Im Prinzip funktioniert der Film so, wie man die anderen in Erinnerung hat: Milla Milla Jovovich rennt, in einer Art Latex-Anzug, der sich eng an ihre Formen schmiegt, durchs Geschehen, die Bösen hinterher, man kämpft (wobei ein paar chice Waffen geschwenkt werden), man siegt, weil man sich auf die Aufforderung „Surrender or die!“ natürlich nicht einlässt, man rennt weiter.

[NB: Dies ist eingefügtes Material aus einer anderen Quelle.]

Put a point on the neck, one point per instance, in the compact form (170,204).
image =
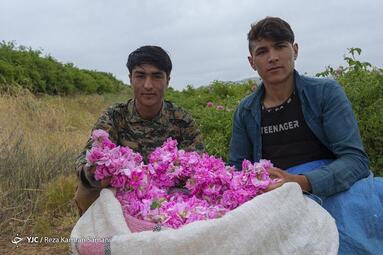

Einmal ist draußen New York, dann sieht man die Kuppeln der Basilius-Kathedrale, also ist man wohl in Moskau gelandet, am Ende herrschen Eis und Schnee in Kamtschatka, wo die Bösen eine Virus-Fabrik eingerichtet haben.

Weil das Ganze enorm Sci-Fi ist, muss es auch die unappetitlichen Schleimmonster geben, die als Horror-Element einfach dazu gehören, aber am Ende ist man noch lange nicht am Ende, sondern gerade am „beginning of the end“, wie man erfährt: Da Alice, wie man ihr verkündet, die einzige ist, die sich erfolgreich mit dem Virus verbunden hat, wird sie dringend gebraucht, um die Menschheit jetzt wirklich zu retten (was hat sie eigentlich bisher getan?) – demnächst in diesem Theater.

Und das wird so lange weitergehen, als die mittlerweile 36jährige Milla Jovovich so schlank, gelenkig und attraktiv bleibt wie derzeit, und so lange, wie Regisseur Paul W.S. Anderson nicht müde wird, immer denselben Film noch einmal zu drehen. Und das Publikum nicht müde, ihn immer wieder zu sehen. Kämpfende Mädels – das macht den Männern einfach Spaß.